The God the Greeks Loved to Hate
Ares was the son of Zeus and Hera and the god of war — but specifically of war's brutal, chaotic face: the slaughter, the bloodlust, the raw violence of the battlefield. The Greeks were ambivalent about him. Homer has Zeus himself call Ares the most hateful of all the gods. Strategy and disciplined victory belonged to Athena; Ares embodied the carnage no one could fully control.
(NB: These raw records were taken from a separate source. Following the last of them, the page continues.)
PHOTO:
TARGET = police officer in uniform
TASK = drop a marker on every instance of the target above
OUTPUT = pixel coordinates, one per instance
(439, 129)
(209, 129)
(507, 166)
His name may derive from a Greek word for "ruin," "bane," or "battle-din," fitting his destructive nature. The Romans, by contrast, revered his counterpart Mars as a dignified father of their people and second only to Jupiter — a striking reversal of Greek attitudes.
Lover, Loser, and Father
Ares's most famous myth is his affair with Aphrodite, wife of the smith-god Hephaestus. Hephaestus forged an invisible net, trapped the lovers in bed, and summoned the other gods to mock them. For all his ferocity, Ares is often humbled in myth — wounded by the hero Diomedes at Troy (he fled to Olympus bellowing), bested by Athena, and once imprisoned in a bronze jar for thirteen months by two giants.
Yet he was not without honor. He fathered many children, including the Amazons in some traditions, and gave his name to the Areopagus, the hill in Athens where he was tried for murder by the gods — the mythic origin of Athens's homicide court.
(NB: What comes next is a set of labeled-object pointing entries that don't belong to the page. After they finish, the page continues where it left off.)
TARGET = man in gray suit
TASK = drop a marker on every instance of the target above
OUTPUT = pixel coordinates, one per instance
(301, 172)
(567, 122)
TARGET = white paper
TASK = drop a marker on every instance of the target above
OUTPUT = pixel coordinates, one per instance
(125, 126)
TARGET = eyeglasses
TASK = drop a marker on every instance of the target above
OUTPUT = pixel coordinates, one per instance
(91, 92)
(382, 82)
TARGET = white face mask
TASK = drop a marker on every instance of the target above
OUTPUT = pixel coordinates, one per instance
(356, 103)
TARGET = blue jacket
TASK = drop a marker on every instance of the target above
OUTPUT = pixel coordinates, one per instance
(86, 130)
War as bloodshed and chaos. Distrusted, mocked, often defeated. The terror of the battlefield.
War as strategy and discipline. Honored above Ares; bests him whenever they clash.
A revered father-god of Rome, second only to Jupiter — a far nobler figure than his Greek model.
Common Questions
Why did the Greeks dislike Ares?
Ares personified the senseless, destructive side of war — bloodlust and slaughter rather than honor or strategy. The Greeks prized the disciplined warfare of Athena, so they portrayed Ares as violent, cowardly when wounded, and even hated by his own father Zeus.
What is the difference between Ares and Mars?
They share the war domain, but the cultures valued them oppositely. The Greeks scorned Ares as a destructive brute. The Romans honored Mars as a dignified patron and father of Romulus, ranking him just below Jupiter. The planet and the month March take his Roman name.